Riccardo Tisci on the Joys of Time Off — and How to Throw a Great Party

Riccardo Tisci
Credit...Molly SJ Lowe

Perched on the top rail of a church pew, Riccardo Tisci surveys his domain. The designer, who left Givenchy in January on friendly terms after a successful 12-year run at the house, is surrounded by row after row of wooden pews, which sit below carnivalesque luminaria lights — the kind you usually see in the street festivals in southern Italy.

This is all part of his transformation of the sprawling concrete expanse of Ex-Scalo Farini, a former train depot in northern Milan, into an interpretation of “The Divine Comedy” by Dante for a massive party on Friday night. In a move typical of his blend of religion and subversive hedonism, the inferno, purgatory and paradise will be the backdrops for the evening’s festivities.

Flanked by Emanuele Farneti, the new editor of Italian Vogue, Tisci is taking a break from his world-traveling sabbatical of many months to be the creative director of the event, which celebrates the magazine’s revamped September issue, dedicated to the theme of Italy. “Riccardo embodies the new spirit we’re celebrating — someone who is Italian but at the same time international and modern,” says Farneti of the surprising choice of the designer as party planner. “We’re part of the same young generation. At least in Italy we’re considered young.” (Both men were born in 1974.) “And there’s a lot of excitement for this event. So many people are going to come.” The two men simultaneously reach out to knock on the wood of the pews for a superstitious bit of good luck. Adds Tisci, an irrepressible optimist: “I think they’ll be talking about this party for years to come.” This interview has been edited and condensed.

The Inferno never struck me as a place I wanted to party. How did you pick this theme?

What Dante wrote is still relevant today. We’re living in purgatory, and you can see hell in the dark side that exists in all the evil out there. Me, I’m a good boy, and I believe in heaven. “La Divina Comedia” is one of the most beautiful things I ever read in my life, and I think this is a cool way to get younger people excited about it. The young generation thinks religion is boring. If we want more young people to be believers, we have to show them that you can celebrate, you can have fun, there can be cool music, and cool people can be associated with the religion. I’m Catholic, but I’m talking about any religion. It can be a party — there’s nothing wrong with that.

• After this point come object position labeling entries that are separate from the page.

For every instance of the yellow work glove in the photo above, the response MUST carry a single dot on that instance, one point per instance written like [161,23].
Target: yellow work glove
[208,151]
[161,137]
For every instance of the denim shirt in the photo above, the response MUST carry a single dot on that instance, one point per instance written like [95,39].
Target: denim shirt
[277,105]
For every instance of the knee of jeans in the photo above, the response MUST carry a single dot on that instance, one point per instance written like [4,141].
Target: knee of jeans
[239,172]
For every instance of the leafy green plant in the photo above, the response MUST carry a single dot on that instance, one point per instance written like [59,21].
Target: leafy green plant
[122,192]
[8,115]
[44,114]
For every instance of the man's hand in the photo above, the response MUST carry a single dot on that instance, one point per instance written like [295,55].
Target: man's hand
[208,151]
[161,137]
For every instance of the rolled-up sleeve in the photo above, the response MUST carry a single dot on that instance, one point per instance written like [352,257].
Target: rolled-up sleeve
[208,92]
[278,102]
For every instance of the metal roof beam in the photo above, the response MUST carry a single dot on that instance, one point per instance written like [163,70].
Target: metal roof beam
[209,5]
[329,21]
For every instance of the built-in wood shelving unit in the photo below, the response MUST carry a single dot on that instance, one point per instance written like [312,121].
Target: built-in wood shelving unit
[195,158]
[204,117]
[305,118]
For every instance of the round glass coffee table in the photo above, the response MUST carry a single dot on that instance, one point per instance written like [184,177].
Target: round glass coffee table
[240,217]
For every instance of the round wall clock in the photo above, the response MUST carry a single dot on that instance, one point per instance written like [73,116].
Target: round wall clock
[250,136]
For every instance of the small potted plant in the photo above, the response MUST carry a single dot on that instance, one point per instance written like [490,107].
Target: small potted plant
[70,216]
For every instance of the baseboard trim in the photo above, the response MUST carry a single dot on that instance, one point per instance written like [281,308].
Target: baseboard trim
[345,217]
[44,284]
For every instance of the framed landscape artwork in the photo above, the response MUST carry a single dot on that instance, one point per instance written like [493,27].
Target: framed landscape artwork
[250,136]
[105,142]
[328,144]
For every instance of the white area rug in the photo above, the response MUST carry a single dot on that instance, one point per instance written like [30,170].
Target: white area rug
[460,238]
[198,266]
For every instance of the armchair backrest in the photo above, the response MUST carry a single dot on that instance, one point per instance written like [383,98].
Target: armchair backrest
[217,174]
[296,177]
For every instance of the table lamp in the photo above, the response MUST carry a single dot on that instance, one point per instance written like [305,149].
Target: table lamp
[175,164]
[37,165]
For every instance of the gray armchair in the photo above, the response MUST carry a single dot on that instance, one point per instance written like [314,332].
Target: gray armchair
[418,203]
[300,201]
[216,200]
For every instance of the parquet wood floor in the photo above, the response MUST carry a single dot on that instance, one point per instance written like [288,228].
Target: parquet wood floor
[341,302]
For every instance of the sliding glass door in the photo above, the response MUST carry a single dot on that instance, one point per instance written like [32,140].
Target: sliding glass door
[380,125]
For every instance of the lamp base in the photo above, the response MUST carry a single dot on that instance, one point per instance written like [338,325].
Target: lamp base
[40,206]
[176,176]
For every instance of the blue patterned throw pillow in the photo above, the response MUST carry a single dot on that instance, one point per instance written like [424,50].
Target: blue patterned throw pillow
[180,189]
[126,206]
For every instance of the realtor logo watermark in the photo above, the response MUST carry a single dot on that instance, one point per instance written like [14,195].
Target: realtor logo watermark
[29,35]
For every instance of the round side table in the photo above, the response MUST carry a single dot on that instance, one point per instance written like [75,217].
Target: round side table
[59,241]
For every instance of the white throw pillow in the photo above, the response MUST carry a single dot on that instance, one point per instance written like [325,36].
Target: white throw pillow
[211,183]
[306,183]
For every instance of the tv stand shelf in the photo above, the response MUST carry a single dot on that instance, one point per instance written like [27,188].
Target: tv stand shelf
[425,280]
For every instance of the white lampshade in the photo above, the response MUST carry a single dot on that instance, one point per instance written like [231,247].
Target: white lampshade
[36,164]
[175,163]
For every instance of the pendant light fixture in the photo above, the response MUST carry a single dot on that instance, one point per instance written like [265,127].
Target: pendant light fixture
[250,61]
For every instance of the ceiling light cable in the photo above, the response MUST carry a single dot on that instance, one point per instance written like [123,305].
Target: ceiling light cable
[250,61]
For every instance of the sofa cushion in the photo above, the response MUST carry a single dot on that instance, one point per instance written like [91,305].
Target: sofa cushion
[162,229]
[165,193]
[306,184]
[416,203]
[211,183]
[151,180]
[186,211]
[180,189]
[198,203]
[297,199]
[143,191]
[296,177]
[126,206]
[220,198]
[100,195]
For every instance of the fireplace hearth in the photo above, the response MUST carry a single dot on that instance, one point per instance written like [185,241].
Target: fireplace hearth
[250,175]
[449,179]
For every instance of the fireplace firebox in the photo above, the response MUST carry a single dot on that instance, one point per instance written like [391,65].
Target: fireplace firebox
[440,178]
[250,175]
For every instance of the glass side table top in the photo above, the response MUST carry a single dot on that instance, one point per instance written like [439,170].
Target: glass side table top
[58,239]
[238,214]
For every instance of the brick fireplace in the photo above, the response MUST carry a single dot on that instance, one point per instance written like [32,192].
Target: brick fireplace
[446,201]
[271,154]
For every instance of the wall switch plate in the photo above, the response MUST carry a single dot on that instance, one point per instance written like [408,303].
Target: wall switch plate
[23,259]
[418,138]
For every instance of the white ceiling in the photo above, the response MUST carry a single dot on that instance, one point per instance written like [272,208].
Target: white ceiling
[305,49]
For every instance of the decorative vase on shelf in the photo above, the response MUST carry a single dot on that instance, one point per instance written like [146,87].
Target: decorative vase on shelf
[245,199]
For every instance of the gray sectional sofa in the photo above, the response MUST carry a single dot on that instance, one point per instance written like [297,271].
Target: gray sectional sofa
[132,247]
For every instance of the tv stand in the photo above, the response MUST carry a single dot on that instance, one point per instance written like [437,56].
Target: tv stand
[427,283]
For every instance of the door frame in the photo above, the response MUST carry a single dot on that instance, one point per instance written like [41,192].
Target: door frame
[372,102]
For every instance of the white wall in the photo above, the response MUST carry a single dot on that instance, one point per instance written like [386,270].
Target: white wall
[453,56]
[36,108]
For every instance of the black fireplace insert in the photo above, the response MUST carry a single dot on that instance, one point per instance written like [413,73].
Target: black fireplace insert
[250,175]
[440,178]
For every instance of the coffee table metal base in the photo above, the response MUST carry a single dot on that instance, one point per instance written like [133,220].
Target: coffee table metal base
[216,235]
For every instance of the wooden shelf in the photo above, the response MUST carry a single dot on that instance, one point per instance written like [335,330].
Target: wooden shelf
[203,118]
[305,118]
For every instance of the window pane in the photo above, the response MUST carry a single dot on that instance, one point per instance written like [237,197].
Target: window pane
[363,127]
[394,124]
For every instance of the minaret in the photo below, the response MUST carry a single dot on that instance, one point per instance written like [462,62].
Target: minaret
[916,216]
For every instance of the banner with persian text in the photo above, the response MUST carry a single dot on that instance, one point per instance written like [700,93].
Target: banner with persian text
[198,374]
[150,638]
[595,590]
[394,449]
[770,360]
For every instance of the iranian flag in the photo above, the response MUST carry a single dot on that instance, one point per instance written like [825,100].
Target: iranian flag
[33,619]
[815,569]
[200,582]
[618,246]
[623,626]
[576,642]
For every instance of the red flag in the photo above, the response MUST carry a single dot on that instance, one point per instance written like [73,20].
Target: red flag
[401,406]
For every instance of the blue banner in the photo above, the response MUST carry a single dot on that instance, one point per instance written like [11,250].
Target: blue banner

Do you have some party tips for hosts who might not have as many celebrity names on their guest list as you?

I like to bring everybody together. I’ve always tried to bring all kinds of people into my circle, because I came from poverty, and I was fortunate to find success and end up where I am. I have celebrity friends, but names don’t matter. What matters is that friends come together to celebrate. Add music and good drinks, and that’s all you need for a great party. Here we’re also decorating with church pews and these amazing lights that you usually only see in the streets in Italy. The street, religion — today everything goes together. A party should celebrate everything all at once. Our dress code is a bit shocking too: ’black or nude.’ We’ll see who comes nude. You have to think about making beautiful photos at a party too. We’re going to have a lot of elegantly dressed people amid all this modern decay of the train station. I think Instagram is going to break.

You left Italy as a teen 25 years ago but since you’ve left Givenchy, you’ve spent much of your sabbatical traveling in your homeland. How do you find the country now?

I’ve missed Italy, and it’s a great moment for the country — maybe not financially, but you see change, you see things happening. Everybody connects Italy with the idea of “old,” but this party celebrates the new energy happening here. There’s a Renaissance of designers, of filmmakers, of music and art now. I think I’m part of this new Italy. There was a period when Italians had to go abroad to become successful, but I think we’ve reached the point where Italians can stay and be successful in their own country.

So does that mean you’d like your next job to be in Italy?

I’m still focused on making my sabbatical last a bit longer. But I’m very open for everything. I could live anywhere. I love traveling the world, but I think this sabbatical will have to end soon, because people are starting to ask me when I could start work again. Everyone should take a sabbatical after working for so long. Now at my next job I’ll be able to see things in a new light and experiment with new ways of working with fashion.